John McCain added to a long line of harsh rebukes of the trillion-dollar F-35 Lightning II program on Tuesday, but things are actually looking up for the
fifth-generation stealth jet.
At a Senate Armed Services Committee meeting, McCain blasted the program as “both a scandal and a tragedy with respect to cost, schedule and performance.”
McCain has pointed out that the F-35 has been in development for 15 years, that the costs associated with the project have doubled, and that only 179 of a promised 1,013 aircraft have been delivered, but there is reason to believe the worst is over.
The chief of the F-35 program, Lt. Gen. Christopher Bogdan, told DefenseNews that the software problems that have plagued the ultra-complicated F-35 are starting to clear up thanks to “really smart guys at Lockheed Martin and Northrop Grumman and BAE Systems, who own the sensors and stuff, getting down into the nitty gritty and doing good root cause analysis.”
Bogdan claims that the software, called the 3i, that previously had an issue requiring F-35 pilots to reboot the entire aircraft have been resolved, and the craft can now fly for 15 hours nonstop, above the Air Force’s time requirement.
“I’ll make a decision at the end of this week whether that version of 3i software is it, I’m leaning towards it being it,” said Bogdan. “That’s going to be the version of software that the Air Force declares IOC with.”

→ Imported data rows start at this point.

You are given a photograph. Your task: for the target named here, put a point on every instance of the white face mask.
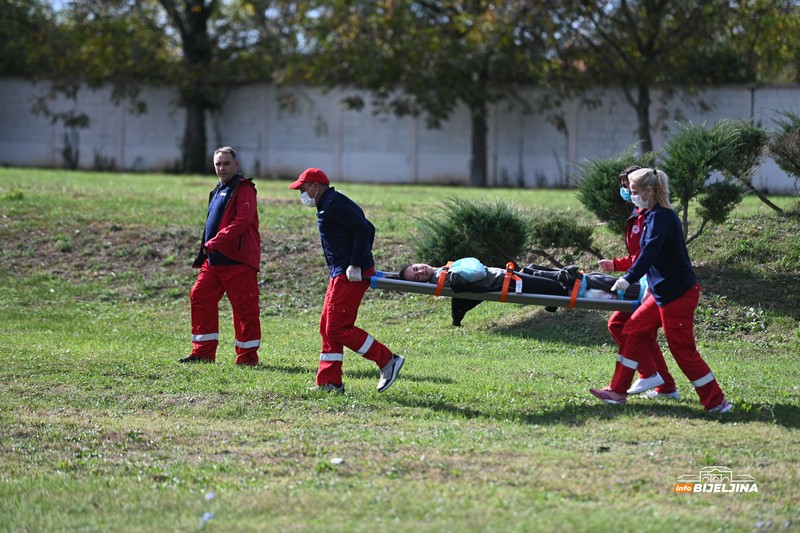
(639, 202)
(307, 200)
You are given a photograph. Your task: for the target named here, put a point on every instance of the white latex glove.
(606, 265)
(621, 285)
(353, 273)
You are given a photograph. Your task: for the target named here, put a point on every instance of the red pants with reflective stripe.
(240, 283)
(650, 346)
(677, 318)
(338, 330)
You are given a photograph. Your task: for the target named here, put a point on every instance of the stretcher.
(381, 281)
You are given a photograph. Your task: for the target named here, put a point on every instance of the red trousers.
(240, 283)
(677, 318)
(650, 345)
(338, 330)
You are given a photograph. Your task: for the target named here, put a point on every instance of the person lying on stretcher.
(470, 275)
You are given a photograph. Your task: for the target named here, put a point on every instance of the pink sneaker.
(610, 396)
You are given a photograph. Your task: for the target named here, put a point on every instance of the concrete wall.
(281, 131)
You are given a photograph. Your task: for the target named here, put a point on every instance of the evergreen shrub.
(597, 181)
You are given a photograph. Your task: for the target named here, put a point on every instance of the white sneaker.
(645, 384)
(389, 372)
(724, 407)
(654, 394)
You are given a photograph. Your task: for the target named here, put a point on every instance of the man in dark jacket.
(228, 260)
(347, 238)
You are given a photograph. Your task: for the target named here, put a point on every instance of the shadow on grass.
(785, 415)
(352, 374)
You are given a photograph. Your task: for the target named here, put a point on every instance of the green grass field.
(489, 428)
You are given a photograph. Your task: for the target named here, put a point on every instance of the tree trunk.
(478, 161)
(643, 116)
(195, 159)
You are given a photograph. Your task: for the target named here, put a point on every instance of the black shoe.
(192, 359)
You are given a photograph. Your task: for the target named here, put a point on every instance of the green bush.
(598, 186)
(691, 155)
(493, 233)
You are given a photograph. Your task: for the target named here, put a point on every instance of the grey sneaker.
(330, 387)
(645, 384)
(389, 372)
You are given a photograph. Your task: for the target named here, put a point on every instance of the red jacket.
(237, 237)
(633, 240)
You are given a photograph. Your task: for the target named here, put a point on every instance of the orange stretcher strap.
(442, 278)
(507, 281)
(576, 287)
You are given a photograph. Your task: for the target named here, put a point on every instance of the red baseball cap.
(310, 175)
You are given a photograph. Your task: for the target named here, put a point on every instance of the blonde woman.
(664, 259)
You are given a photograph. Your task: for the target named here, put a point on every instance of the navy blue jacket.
(345, 232)
(663, 257)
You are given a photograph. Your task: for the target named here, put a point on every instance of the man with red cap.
(228, 260)
(347, 238)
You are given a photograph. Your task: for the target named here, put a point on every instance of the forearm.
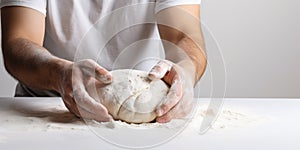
(189, 54)
(196, 55)
(32, 64)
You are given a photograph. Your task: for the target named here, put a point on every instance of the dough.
(132, 97)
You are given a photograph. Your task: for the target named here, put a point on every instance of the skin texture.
(182, 71)
(26, 59)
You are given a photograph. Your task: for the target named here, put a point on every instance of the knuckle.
(165, 107)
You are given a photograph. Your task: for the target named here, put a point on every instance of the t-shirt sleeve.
(163, 4)
(39, 5)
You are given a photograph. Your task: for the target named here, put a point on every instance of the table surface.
(279, 129)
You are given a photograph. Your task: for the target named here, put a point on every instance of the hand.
(179, 100)
(73, 89)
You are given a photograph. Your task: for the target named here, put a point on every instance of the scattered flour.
(57, 118)
(3, 139)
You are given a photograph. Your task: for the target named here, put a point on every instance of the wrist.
(58, 69)
(188, 70)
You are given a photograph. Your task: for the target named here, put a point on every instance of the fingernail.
(106, 78)
(159, 112)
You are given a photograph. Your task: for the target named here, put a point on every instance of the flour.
(26, 118)
(3, 139)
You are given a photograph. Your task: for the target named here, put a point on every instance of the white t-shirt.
(115, 33)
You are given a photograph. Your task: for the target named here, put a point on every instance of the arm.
(181, 26)
(29, 62)
(180, 31)
(24, 56)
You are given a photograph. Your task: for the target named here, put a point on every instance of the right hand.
(73, 89)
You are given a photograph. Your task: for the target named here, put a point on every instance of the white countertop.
(273, 124)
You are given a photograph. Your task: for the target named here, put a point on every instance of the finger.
(71, 106)
(88, 115)
(91, 68)
(173, 97)
(179, 111)
(86, 103)
(160, 70)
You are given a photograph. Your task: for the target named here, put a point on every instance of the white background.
(260, 42)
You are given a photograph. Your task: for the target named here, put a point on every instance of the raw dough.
(132, 97)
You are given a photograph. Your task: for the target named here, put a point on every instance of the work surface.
(44, 123)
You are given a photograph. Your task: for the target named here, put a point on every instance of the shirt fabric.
(118, 34)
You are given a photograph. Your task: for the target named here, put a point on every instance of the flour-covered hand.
(179, 100)
(73, 89)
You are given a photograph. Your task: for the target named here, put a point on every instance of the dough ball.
(132, 97)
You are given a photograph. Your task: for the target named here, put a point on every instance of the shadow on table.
(52, 113)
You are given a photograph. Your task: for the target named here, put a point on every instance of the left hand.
(179, 100)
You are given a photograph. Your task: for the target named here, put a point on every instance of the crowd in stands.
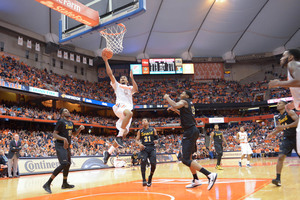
(151, 91)
(45, 113)
(41, 143)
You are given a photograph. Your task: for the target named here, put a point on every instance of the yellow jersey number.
(147, 139)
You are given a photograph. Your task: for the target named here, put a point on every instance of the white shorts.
(119, 110)
(246, 149)
(119, 163)
(298, 137)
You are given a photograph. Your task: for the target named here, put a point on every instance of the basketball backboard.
(110, 11)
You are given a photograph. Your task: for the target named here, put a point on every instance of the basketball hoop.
(114, 37)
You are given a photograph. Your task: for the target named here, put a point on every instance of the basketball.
(107, 53)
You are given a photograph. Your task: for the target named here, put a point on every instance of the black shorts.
(219, 148)
(148, 152)
(189, 139)
(287, 145)
(63, 155)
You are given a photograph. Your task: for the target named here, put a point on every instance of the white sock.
(121, 132)
(111, 150)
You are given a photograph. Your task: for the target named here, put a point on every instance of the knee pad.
(186, 162)
(65, 164)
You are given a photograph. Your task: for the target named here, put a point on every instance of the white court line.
(92, 195)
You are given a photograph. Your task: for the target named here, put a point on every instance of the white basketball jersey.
(295, 93)
(123, 93)
(243, 137)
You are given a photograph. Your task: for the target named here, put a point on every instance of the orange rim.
(105, 33)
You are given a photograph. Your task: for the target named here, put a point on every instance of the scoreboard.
(162, 66)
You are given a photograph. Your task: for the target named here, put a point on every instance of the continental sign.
(74, 10)
(48, 164)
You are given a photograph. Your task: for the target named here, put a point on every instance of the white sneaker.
(194, 183)
(212, 179)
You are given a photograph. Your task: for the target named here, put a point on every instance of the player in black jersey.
(145, 139)
(63, 131)
(186, 110)
(218, 138)
(288, 123)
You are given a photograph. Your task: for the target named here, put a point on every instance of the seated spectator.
(3, 164)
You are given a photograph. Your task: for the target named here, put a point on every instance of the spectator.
(3, 164)
(13, 156)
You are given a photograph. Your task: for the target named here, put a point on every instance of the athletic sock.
(195, 176)
(111, 150)
(150, 178)
(204, 171)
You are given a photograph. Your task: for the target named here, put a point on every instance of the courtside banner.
(13, 85)
(232, 154)
(74, 10)
(43, 91)
(48, 164)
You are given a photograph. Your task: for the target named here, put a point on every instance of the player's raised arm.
(135, 87)
(174, 104)
(211, 139)
(224, 140)
(108, 69)
(173, 109)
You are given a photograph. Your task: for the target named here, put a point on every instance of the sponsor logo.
(42, 91)
(74, 10)
(32, 166)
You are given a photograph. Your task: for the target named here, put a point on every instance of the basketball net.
(114, 37)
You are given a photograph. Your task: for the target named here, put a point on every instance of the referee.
(62, 133)
(145, 139)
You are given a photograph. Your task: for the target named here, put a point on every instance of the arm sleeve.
(114, 85)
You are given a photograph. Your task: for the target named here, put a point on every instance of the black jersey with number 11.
(147, 136)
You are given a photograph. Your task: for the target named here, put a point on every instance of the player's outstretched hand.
(274, 83)
(105, 59)
(269, 136)
(131, 74)
(170, 108)
(279, 128)
(66, 143)
(290, 106)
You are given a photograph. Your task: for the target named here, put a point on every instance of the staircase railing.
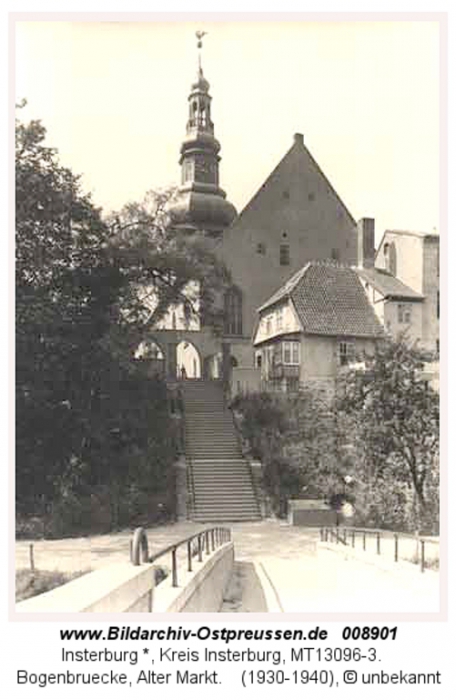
(203, 542)
(246, 459)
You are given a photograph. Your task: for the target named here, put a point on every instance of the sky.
(113, 97)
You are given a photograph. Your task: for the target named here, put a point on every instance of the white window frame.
(346, 352)
(404, 313)
(279, 320)
(293, 345)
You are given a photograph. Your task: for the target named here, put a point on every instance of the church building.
(295, 218)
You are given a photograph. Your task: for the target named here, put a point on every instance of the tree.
(83, 418)
(87, 417)
(397, 417)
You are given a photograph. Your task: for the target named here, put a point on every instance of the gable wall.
(314, 227)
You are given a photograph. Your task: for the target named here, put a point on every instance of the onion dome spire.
(201, 204)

The F-35 still has hurdles to clear, and another software update before it is fully capable, but the Joint Strike Fighter could be declared capable as soon as August of this year.
Also, as production of the F-35 increases, some cost estimates are actually dropping.
The F-35, once operational, will provide real time data links between pilots and ground forces, 360 degree visibility for pilots, and impressive stealth capabilities.
The Air Force, Marine Corps, and Navy are all awaiting their own separate versions of the JSF, along with 10 other countries.
Even McCain, after raging against the program on Tuesday declared that “We are making progress…We have challenges that lie ahead, but there has been some significant improvements as opposed to some years ago.”